HIPAA Security Rule Update Aims to Strengthen Medical Device, Data Protections

The U.S. Department of Health and Human Services (HHS) hopes to strengthen the security of electronic protected health information (ePHI) with the most significant proposed update to the Health Insurance Portability and Accountability Act (HIPAA) Security Rule in more than a decade. Should the new requirements go into effect later this year, they are expected to profoundly impact how healthcare delivery organizations manage and secure their connected medical devices.

Many healthcare industry watchers see the changes as constructive. Martin Fisher, managing partner at security advisory firm Kiraso Partners and longtime healthcare security executive, said that he sees the intent behind the proposed changes as a positive move to improve healthcare security, "but the potential implementation is going to be costly for smaller or less sophisticated healthcare providers, and will take time for larger providers to implement the requirements," Fisher said.

The proposed rules require encryption for all ePHI (there are limited exceptions), "reasonably appropriate" network segmentation, multi-factor authentication (MFA) for accessing ePHI, periodic penetration testing, and vulnerability scanning. Covered entities must also maintain an accurate inventory of all technology that stores or processes ePHI. Staff with access to ePHI whose employment ends must have their access terminated within an hour. HHS also plans to remove the regulatory distinction between "addressable" and "required" controls within the rule and other mandates.

"There will be challenges, especially for smaller healthcare providers and those with legacy medical equipment that is difficult to upgrade quickly."

—Michael Farnum

Michael Farnum, advisory CISO at technology services provider Trace3, agrees and adds he sees HHS guiding HIPAA away from a risk assessment-oriented regulation to a controls-focused regulation, such as NIST's Cybersecurity Framework. Farnum views mandating specific baseline security controls such as encryption and MFA as necessary to address increased security threats facing the healthcare industry. 

"There will be challenges, especially for smaller healthcare providers and those with legacy medical equipment that is difficult to upgrade quickly," he said. 

A Focus on Balancing Patient Care with Securing ePHI

Kurt Osburn, director of risk management and governance at NCC Group, a cybersecurity advisory firm, said the security of medical devices has been an imminent risk in healthcare for years. 

"Medical devices have had outdated and un-patchable operating systems and allow none of the cyber protections, but they are increasingly being added to the networks in hospitals, clinics, pharmacies," he added. "Network management is going to be required now, as will all addressable controls."

Many connected medical devices are built on legacy systems that may not easily accommodate new security protocols. Updating or replacing these devices can be costly and time-consuming, potentially leading to operational disruptions. CISOs must navigate these challenges while ensuring patient care is not compromised during the transition. Osburn added that hospitals will have to secure legacy devices behind with firewalls and network controls until they can be upgraded. 

"Many of them do not have any security protection for the modern environments they operate," Osburn said.

The proposed rule is open for public comment until March 7, 2025. Given the change in administration, the fate of this proposed rule remains uncertain, and it may be subject to revisions or withdrawal.

If finalized, entities will have 180 days to comply with the revised Security Rule. HHS estimates the first-year cost of compliance to be approximately $9 billion, with annual fees of $6 billion for years two through five.

"Many [medical devices] do not have any security protection for the modern environments they operate."
—Kurt Osburn

By mandating stricter encryption and authentication requirements, healthcare providers may face challenges in implementing these measures on older or legacy medical devices that lack the necessary technical capabilities.
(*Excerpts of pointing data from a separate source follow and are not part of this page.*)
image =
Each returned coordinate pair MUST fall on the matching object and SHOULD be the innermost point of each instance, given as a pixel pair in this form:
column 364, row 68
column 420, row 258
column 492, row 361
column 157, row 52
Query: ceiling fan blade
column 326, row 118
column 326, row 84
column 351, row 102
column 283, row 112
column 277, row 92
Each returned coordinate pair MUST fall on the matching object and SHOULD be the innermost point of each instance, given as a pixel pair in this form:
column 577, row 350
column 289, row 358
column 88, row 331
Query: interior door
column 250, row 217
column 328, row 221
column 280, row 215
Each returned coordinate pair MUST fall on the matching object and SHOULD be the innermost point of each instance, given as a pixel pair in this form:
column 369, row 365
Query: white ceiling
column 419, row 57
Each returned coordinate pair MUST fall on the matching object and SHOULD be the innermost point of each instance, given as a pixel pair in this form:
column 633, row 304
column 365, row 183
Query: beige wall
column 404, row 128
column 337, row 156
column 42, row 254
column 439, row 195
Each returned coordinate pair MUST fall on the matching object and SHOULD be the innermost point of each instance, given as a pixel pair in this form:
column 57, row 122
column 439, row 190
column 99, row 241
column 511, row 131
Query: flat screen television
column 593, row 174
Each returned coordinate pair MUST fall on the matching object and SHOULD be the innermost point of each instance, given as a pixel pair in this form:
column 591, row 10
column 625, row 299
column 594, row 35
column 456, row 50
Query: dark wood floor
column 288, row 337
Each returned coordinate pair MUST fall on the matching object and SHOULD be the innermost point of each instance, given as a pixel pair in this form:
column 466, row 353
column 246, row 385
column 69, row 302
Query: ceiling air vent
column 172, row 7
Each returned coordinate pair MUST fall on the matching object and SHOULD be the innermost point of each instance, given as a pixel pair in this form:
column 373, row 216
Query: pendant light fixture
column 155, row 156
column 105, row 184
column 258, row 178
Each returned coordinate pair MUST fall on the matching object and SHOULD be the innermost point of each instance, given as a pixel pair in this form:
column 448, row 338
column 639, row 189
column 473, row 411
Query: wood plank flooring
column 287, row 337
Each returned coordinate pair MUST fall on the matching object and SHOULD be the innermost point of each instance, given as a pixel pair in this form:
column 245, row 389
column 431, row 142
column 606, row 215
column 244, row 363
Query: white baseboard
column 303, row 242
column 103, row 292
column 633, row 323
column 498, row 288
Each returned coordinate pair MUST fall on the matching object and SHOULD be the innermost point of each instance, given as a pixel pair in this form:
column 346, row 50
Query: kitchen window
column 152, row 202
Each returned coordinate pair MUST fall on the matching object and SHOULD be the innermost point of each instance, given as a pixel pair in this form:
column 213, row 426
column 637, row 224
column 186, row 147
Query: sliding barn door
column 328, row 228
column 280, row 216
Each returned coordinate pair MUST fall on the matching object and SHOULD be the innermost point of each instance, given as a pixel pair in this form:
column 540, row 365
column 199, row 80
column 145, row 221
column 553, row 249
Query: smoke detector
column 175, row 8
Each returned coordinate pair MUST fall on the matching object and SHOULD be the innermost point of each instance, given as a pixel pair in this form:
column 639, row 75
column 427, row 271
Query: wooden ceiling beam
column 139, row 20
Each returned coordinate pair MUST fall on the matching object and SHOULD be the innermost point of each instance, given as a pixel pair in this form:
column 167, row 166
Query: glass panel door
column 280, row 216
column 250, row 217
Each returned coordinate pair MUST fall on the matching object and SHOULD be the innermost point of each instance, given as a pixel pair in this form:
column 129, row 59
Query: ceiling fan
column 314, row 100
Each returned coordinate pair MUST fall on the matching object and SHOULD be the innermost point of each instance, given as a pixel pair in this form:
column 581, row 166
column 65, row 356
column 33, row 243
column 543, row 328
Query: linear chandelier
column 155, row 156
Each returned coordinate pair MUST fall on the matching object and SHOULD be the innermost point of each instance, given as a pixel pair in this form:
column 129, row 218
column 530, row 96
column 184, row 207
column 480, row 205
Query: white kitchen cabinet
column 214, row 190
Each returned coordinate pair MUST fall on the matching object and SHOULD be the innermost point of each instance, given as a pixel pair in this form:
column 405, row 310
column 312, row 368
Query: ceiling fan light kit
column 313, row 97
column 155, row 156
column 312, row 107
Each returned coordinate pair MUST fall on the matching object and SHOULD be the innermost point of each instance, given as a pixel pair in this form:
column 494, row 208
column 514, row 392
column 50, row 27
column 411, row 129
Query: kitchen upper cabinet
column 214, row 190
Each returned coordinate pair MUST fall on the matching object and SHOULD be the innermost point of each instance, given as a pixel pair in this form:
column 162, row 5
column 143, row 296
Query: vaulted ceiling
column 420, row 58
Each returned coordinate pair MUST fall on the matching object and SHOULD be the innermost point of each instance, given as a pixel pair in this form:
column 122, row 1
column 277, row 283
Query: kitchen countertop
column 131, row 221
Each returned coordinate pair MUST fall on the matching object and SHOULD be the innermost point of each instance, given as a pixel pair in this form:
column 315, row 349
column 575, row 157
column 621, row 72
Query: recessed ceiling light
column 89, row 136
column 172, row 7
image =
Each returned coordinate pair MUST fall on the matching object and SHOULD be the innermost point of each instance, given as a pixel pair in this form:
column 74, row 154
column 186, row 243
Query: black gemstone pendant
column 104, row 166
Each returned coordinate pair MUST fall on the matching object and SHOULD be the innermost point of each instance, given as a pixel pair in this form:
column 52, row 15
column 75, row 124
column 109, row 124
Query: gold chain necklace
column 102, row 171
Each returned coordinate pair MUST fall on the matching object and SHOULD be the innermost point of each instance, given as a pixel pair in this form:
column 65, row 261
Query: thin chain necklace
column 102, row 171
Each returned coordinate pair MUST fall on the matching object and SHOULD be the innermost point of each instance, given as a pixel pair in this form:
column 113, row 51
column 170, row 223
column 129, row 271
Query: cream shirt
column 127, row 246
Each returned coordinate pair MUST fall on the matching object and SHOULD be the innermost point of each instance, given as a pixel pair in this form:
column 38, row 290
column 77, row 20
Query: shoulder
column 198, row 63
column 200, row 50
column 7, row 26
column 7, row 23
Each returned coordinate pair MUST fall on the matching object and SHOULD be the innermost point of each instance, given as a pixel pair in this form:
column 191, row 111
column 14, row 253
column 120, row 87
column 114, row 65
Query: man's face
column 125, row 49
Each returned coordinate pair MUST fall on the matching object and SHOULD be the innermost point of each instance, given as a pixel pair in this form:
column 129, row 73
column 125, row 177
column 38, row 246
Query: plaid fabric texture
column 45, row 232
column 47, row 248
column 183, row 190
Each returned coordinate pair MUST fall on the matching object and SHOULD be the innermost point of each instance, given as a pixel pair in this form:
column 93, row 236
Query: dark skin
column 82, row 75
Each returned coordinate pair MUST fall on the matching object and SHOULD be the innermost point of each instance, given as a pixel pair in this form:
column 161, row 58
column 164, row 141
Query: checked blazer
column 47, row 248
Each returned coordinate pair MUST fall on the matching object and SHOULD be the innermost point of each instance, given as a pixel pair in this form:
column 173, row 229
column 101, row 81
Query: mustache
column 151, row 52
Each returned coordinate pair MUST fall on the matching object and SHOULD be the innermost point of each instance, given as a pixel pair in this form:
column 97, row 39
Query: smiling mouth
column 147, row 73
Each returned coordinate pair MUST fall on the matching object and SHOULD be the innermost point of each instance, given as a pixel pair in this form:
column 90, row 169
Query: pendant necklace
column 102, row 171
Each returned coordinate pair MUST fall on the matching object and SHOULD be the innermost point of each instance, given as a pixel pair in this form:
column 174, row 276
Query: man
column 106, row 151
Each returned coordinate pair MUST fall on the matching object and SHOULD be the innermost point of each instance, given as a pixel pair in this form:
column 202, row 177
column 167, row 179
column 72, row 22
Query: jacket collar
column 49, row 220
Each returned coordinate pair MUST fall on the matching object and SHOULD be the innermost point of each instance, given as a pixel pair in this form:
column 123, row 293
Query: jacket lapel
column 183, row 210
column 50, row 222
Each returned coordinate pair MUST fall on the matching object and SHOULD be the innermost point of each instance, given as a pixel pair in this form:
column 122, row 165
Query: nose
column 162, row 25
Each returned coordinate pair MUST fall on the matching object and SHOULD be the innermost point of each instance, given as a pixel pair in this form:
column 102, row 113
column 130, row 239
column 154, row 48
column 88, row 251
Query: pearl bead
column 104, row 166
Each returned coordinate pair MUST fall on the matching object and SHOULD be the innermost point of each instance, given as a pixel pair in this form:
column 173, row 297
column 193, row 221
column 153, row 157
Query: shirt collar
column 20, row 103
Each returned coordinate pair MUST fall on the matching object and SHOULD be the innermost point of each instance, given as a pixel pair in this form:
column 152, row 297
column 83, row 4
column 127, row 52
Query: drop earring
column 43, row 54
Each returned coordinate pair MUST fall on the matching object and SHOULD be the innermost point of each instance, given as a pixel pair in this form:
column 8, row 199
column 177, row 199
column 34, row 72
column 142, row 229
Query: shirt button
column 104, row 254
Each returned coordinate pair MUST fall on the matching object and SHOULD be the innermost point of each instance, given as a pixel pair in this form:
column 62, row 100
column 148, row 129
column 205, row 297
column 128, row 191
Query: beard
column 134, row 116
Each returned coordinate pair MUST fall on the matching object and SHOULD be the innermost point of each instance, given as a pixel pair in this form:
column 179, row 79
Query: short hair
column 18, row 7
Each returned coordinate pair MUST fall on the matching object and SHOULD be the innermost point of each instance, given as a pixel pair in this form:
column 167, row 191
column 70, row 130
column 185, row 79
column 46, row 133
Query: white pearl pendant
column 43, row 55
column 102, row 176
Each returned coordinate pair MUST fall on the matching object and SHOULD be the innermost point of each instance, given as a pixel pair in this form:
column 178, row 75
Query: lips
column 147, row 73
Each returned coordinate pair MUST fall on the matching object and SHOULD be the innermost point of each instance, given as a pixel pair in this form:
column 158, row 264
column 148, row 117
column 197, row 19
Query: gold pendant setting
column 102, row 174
The new rules' emphasis on network segmentation and continuous monitoring could also strain resources, particularly for smaller healthcare organizations with limited IT staff. The shift from "addressable" to mandatory implementation specifications may also force rapid changes to existing security protocols, potentially disrupting critical medical device operations and patient care workflows. 

"Healthcare companies will face significant challenges if these rules move forward, especially when securing older medical devices with features like encryption and APIs. I hope there will be reasonable exceptions or guidance from regulators, but the true impact won't be known until the rules are enforced through audits," Fisher said.